RP: It’s hard to avoid the question of how environmentalism is often projected on to art works in a way that simplifies or co-opts their readings. How do you respond to this?
SF: There’s a way that art can speak about things through the poetic, through fictions and dreamlike images, I think the power of art is that ‘fictioning’. There’s a book by David Burrows called Fictioning, which talks about the importance of fiction and stories: how artists embed things in a deeper level of consciousness. That’s what artists do really well. But this thing that art does really well doesn’t work when it’s a linear polemic or a kind of didactic crusade. I rather set out to try to understand the world and raise our awareness – from a blinkered, momentary or physically locked position, out to that kind of earth scale consciousness.
RP: I’m thinking about Going Nowhere 1.5 which was shot from a drone over a sand island in the North Sea that is slowly receding as the tide comes in. We see you from above walking the ever shrinking perimeter- until finally it disappears.
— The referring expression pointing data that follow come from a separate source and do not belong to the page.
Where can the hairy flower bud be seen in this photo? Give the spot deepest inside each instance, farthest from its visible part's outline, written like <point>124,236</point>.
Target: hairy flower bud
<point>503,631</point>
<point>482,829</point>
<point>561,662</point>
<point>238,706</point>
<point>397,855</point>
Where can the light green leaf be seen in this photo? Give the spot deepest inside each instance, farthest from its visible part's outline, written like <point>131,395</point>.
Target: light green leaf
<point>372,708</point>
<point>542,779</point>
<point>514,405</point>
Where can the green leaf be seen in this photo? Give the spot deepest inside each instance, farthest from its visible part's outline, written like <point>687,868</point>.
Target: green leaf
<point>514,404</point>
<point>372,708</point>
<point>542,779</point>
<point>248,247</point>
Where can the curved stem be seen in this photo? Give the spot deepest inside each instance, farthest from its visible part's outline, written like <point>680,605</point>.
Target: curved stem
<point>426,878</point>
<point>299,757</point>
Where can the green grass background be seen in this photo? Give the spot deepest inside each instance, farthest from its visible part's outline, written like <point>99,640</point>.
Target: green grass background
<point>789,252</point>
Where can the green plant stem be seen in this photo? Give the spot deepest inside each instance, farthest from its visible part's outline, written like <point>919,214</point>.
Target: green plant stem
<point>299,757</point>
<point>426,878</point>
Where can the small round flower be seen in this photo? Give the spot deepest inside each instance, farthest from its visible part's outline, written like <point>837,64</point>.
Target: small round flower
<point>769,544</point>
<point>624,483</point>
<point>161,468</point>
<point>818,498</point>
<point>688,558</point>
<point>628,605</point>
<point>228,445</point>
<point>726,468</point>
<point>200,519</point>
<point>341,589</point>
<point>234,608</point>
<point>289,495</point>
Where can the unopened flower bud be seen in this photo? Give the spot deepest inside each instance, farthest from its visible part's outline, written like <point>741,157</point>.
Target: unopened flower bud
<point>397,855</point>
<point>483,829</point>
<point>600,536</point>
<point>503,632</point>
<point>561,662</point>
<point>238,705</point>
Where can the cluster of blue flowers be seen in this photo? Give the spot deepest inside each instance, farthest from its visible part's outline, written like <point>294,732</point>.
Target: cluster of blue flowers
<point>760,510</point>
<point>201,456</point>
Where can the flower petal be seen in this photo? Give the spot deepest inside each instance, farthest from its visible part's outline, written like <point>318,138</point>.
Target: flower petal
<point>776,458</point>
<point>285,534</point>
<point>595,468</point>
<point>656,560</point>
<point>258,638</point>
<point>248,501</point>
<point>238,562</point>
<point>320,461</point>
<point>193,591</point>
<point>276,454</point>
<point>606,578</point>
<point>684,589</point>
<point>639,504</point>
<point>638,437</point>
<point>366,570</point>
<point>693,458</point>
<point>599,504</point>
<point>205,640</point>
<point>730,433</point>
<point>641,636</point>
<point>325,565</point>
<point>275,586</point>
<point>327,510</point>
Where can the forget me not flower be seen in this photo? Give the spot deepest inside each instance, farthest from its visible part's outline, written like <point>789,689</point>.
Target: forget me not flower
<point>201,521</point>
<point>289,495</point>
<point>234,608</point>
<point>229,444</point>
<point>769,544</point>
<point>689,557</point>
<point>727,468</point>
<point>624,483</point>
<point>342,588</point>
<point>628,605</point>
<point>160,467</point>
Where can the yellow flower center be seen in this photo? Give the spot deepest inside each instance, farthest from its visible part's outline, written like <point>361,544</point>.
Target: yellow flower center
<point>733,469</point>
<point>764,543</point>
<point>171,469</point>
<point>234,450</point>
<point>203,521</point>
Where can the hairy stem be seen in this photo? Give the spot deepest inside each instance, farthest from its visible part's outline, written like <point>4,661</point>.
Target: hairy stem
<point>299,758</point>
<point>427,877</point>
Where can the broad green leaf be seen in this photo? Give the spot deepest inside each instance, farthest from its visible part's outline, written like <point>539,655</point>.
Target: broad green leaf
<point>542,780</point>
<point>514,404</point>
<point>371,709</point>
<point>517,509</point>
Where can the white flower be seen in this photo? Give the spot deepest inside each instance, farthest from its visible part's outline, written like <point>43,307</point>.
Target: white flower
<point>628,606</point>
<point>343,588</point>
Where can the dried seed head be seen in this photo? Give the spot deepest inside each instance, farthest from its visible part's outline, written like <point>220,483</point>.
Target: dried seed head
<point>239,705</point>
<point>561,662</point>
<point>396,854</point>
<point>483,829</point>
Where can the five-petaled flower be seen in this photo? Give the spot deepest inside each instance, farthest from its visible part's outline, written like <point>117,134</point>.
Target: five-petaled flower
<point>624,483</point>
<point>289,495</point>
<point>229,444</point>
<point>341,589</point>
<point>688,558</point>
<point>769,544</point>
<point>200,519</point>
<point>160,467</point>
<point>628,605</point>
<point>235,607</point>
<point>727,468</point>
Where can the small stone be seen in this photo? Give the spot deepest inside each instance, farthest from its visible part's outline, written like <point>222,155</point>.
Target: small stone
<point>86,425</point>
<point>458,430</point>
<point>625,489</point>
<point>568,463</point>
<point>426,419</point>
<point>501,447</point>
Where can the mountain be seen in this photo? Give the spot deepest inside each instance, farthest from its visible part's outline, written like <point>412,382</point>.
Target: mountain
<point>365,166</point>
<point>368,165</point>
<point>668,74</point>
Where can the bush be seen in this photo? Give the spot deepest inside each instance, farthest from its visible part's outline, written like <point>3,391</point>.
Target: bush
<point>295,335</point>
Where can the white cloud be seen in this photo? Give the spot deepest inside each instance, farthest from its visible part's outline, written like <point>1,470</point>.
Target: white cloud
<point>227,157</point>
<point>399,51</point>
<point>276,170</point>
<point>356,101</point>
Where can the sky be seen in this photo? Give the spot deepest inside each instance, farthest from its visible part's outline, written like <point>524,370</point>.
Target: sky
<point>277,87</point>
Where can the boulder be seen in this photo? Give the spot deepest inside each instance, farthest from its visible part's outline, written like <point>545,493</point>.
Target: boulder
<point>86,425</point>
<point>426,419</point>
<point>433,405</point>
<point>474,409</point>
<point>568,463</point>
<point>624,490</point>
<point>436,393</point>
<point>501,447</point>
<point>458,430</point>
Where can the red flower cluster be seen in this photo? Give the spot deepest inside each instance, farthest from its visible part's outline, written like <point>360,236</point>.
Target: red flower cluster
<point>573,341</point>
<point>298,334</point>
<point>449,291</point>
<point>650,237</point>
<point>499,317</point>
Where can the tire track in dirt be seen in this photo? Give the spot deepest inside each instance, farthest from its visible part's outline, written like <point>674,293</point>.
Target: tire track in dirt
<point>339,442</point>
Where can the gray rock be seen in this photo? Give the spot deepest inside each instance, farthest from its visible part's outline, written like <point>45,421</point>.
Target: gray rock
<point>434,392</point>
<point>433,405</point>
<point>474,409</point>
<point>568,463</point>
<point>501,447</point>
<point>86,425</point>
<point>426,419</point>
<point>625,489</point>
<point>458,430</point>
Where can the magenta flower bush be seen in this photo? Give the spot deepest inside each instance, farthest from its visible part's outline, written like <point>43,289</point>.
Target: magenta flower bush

We could read the rising sea level as an environmental comment but there are much more complex references; not only to Land Art and Smithson’s spiral jetty but again to those classic Romantic motifs. I see you as taking Caspar David Friedrich’s Monk by The Sea to its literal extremity in the act of actually immersing yourself in the sea. It’s not only a beautiful act but a ridiculous one, so there’s a simultaneous gravity and absurdity to the work.
SF: A lot of my work ends up being imbued with this melancholic humour, the absurd Homo sapien predicament. I think that comes out of Buster Keaton… it’s like the cosmic joke of our existence that we are constantly trying to build things up and the universe is pulling them down. We have fantasies of omnipotence and we’re periodically slapped in the face and reminded of our own insignificance.
RP: Many of your works have involved traveling great distances and now we can’t travel. How has that affected the work that you may be thinking about making now?
SF: There is that side to my work of latterly going on quite epic journeys, like travelling by containership or going to Antarctica. But there’s another side which is about the total opposite, the sort of small mundane minutiae of everyday life. I think one of the first traveling works was Lea Navigation, where I cycled from the mouth of the river Lea in London to find its source beneath a tower block in Luton, but, whilst I was doing it, I had in mind Joseph Conrad’s going up the Congo, so there was a mental extrapolation to a larger scale. And more recently, I made a work called Voyages within 100m of my bed, which was just collecting together all the drawings I’ve made within that 100m radius. It’s about how the ‘at Earth scale’ is activated within our heads, that doesn’t mean that you necessarily need to travel. Everybody’s is reinventing their lives in this kind of awakening period that we’re living through, so how my practice is going to find its feet in this new world that is appearing all around us, is a very good question. I think we’re really lucky being artists because we are good at finding ways to exist in this new kind of unfolding world – and to find ways to report back on how it tastes or feels.